Pertamina Bangun Kilang Baru

Pertamina Bangun Kilang Baru

Pertamina Bangun Kilang Baru – PT Pertamina(Persero) butuh investasi sebesar US$48 miliar atau sekitar Rp672 triliun untuk proyek pengembangan kilang Refinery Development Master Plan (RDMP) dan Grass Root Refinery (GGR) hingga 2027.

Komisi VII DPR juga melanjutkan Rapat Dengar Pendapat (RDP) dengan PT Pertamina (Persero). Rapat kali ini membahas progres pembangunan kilang yang dilakukan Pertamina.

Rapat ini sebelumnya disepakati hanya berlangsung 2 jam. Hal itu mempertimbangkan protokol kesehatan dan kabar sebelumnya bahwa ada 10 orang positif COVID-19 pada pemberitahuan sebelumnya.

Proyek RDMP dan GRR tersebut tersebar di beberapa lokasi yakni Dumai, Plaju, Cilacap, Balongan, Balikpapan, Tuban, dan wilayah lainnya di Indonesia Timur.

“Keseluruhan proyek ini US$48 miliar dan akan berlangsung 6-7 tahun ke depan,” kata CEO Refinery & Petrochemical Subholding Pertamina PT Kilang Pertamina Internasional Ignatius Tallulembang di komisi VII DPR, Rabu.

“Negara-negara yang terbelakang saja yang masih menggunakan Euro II. Ini sudah ditinggalkan. Jadi sebetulnya ini mau di-upgrade apa enggak. Kalau enggak di-upgrade menjadi Euro V ini kilang harus ditutup,” ujarnya.

Berikut 5 poin kesimpulan RDP Komisi VII dengan Pertamina hari ini:

1. Komisi VII DPR RI mendesak Direktur Utama PT Pertamina (Persero) untuk dapat menyampaikan detil progres dan skema pembiayaan seluruh Megaproyek Kilang Minyak dan Petrokimia dan disampaikan tertulis secara berkala dan transparan kepada Pimpinan dan Anggota Komisi VII DPR RI.

2. Komisi VII DPR RI mendesak Direktur Utama PT Pertamina (Persero) untuk melakukan langkah-langkah terobosan dalam mencari mitra kerja baru yang lebih baik untuk mendukung seluruh Megaproyek Kilang Minyak dan Petrokimia demi Ketahanan Energi Nasional.

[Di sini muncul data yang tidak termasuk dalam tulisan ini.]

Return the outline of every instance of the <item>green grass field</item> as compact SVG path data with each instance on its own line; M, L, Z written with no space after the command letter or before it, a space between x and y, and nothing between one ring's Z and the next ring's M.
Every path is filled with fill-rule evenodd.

3. Komisi VII DPR RI sepakat dengan Direktur Utama PT Pertamina (Persero) untuk melanjutkan Rapat Dengar Pendapat pada Masa Sidang selanjutnya untuk membahas agenda lainnya yaitu Program BBM Ramah Lingkungan, progres kegiatan pengadaan minyak melalui ISC, update Petral dan progres Digitalisasi SPBU.

4. Komisi VII DPR RI sepakat dengan Direktur Utama PT Pertamina (Persero) untuk menyusun roadmap pengembangn mini refinery dan melanjutkan pembangunan mini depot untuk wilayah 3T (Terdepan, Terluar, Tertinggal).

5. Komisi VII DPR RI meminta Direktur Utama PT Pertamina (Persero) untuk menyampaikan jawaban tertulis atas semua pertanyaan Anggota Komisi VII DPR RI dan disampaikan kepada Komisi VII DPR RI paling lambat Juli 2030.